Invent something, patent it, and then do nothing as another company makes millions or billions off of your innovation... then come back and let us know how the Federation of Planets would have done things differently.
Gil @ Nov 17th 2006 2:40PM
"When will people get it through their thick skulls, that patents were designed to protect the individual inventor... and they are doing a fine job"
Funniest thing I heard today.
John Commenter @ Nov 17th 2006 3:10PM
Patents were not designed to protect the individual inventor.
Patents are (for current circumstances, poorly) designed as a disclosure for exclusivity bargain, to statistically accelerate diffusion of new technical ideas in exchange for granting mini-monopolies for a limited time.

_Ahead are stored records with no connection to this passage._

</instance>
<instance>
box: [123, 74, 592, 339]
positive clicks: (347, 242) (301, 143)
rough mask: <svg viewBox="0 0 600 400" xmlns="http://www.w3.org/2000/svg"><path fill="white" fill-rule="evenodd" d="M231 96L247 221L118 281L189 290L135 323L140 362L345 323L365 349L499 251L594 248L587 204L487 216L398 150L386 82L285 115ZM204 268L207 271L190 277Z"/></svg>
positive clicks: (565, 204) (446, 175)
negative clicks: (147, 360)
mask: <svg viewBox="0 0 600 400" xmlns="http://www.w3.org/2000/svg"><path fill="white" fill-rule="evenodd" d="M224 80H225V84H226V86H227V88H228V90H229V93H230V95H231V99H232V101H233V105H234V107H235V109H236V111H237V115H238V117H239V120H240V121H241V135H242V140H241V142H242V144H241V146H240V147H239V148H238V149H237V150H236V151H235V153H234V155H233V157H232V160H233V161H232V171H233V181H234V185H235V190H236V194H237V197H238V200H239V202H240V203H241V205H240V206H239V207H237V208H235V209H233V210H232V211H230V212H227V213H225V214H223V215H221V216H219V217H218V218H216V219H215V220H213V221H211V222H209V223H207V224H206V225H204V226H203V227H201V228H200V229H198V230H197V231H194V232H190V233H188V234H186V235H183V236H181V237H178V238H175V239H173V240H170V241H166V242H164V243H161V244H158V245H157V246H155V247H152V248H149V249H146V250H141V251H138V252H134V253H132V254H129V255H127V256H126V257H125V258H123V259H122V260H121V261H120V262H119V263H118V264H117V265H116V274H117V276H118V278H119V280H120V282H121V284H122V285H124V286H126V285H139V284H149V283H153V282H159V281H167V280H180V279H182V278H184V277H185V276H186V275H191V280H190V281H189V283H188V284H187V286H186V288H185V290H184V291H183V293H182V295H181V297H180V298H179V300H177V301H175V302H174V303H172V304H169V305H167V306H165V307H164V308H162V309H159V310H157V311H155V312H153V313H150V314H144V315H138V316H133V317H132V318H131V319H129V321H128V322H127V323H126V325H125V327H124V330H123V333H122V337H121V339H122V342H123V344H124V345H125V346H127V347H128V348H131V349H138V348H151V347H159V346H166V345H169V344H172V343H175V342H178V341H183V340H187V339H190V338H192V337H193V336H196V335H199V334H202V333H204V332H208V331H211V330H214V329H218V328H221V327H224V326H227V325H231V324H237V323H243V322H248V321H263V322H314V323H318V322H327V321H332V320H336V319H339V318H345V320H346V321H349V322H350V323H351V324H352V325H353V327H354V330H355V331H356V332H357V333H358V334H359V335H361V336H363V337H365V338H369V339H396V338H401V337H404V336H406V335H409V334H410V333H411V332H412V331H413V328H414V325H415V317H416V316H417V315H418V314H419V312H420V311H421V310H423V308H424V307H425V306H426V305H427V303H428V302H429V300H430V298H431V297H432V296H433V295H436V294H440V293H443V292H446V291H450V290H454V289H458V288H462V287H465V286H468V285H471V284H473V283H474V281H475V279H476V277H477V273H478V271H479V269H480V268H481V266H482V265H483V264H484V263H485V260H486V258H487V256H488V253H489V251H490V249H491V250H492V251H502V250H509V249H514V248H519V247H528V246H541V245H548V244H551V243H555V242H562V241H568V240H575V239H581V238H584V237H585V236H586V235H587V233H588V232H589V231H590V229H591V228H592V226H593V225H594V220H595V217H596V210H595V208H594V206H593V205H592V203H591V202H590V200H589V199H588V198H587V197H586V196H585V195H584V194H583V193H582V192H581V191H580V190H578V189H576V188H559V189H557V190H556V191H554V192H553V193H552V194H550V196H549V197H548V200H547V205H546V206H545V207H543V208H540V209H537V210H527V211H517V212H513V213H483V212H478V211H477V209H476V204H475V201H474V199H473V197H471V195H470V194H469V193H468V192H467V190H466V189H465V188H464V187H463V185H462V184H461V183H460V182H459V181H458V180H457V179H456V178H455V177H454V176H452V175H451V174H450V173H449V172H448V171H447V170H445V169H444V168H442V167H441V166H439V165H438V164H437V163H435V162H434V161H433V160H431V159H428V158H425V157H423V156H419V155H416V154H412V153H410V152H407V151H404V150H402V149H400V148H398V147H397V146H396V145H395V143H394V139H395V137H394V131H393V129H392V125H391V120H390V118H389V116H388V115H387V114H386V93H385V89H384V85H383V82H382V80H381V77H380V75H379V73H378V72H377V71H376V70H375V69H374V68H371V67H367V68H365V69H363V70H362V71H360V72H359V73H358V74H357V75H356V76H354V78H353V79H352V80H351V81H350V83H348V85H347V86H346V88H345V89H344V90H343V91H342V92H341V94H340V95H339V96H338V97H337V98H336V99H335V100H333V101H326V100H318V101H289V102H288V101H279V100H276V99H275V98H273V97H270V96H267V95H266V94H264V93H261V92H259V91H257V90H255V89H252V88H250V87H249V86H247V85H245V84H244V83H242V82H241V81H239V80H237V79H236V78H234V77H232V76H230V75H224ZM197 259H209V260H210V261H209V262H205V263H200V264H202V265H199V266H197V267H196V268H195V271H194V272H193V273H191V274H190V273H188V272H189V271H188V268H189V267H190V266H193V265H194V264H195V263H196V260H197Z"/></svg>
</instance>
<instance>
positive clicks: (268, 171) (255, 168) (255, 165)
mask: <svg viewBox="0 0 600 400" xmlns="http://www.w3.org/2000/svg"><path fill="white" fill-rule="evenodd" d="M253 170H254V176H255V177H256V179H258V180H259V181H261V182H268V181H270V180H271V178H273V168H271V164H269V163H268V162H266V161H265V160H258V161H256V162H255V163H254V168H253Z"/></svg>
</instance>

A secondary, but related, reason that drug companies like to blather about is to encourage risky research that pays off only once in a while. This of course does not make much sense, as drug exclusivity is overpowered and needs to be nerfed - specifically in the direction of encouraging investment in less-common, horrible diseases rather and away from 15 types of Viagra. In any case, it is a variation of the exclusivity for accelerated technological progress.
The incentive system does not give a crap whether the inventor is an individual or a team or otherwise, or whether the party that owns the invention is an individual or otherwise. Whatever will push progress more reliably.
The political system does care, and this is why some patent legislation is affected by the interests of individual inventors - it is a lobby that gets a lot of bang for its buck because of the overemphasis on inventors in American industrial mythology.
Incentive systems are statistical and have attenuated effects, and anectodal abuses and ridiculous inequities will abound. There's a couple of problems with patents.
First, all we ever hear about is abuse and inequities, because those are more interesting from a news perspective.
Second, notwithstanding that the effects should be gradual and statistical, there is no way to test it for any industry. Economic models are cute, but are immediately overwhelmed by externalities. So the bargain is one of faith.
Combine these two, and you can look forward to a future of repeated stories of trolls, corporate greed, and other interesting news items, all revolving around an incentive system that no-one knows works.
And don't tell me it doesn't work for specific technologies like software or works extra well for others like biotech, because there is no way to find either of those out. You can't draw any causative correlation between anything here, and every attempt I have ever seen eventually descends into personal anecdotes of inequity and commons dogma. We just don't know, and probably won't ever know.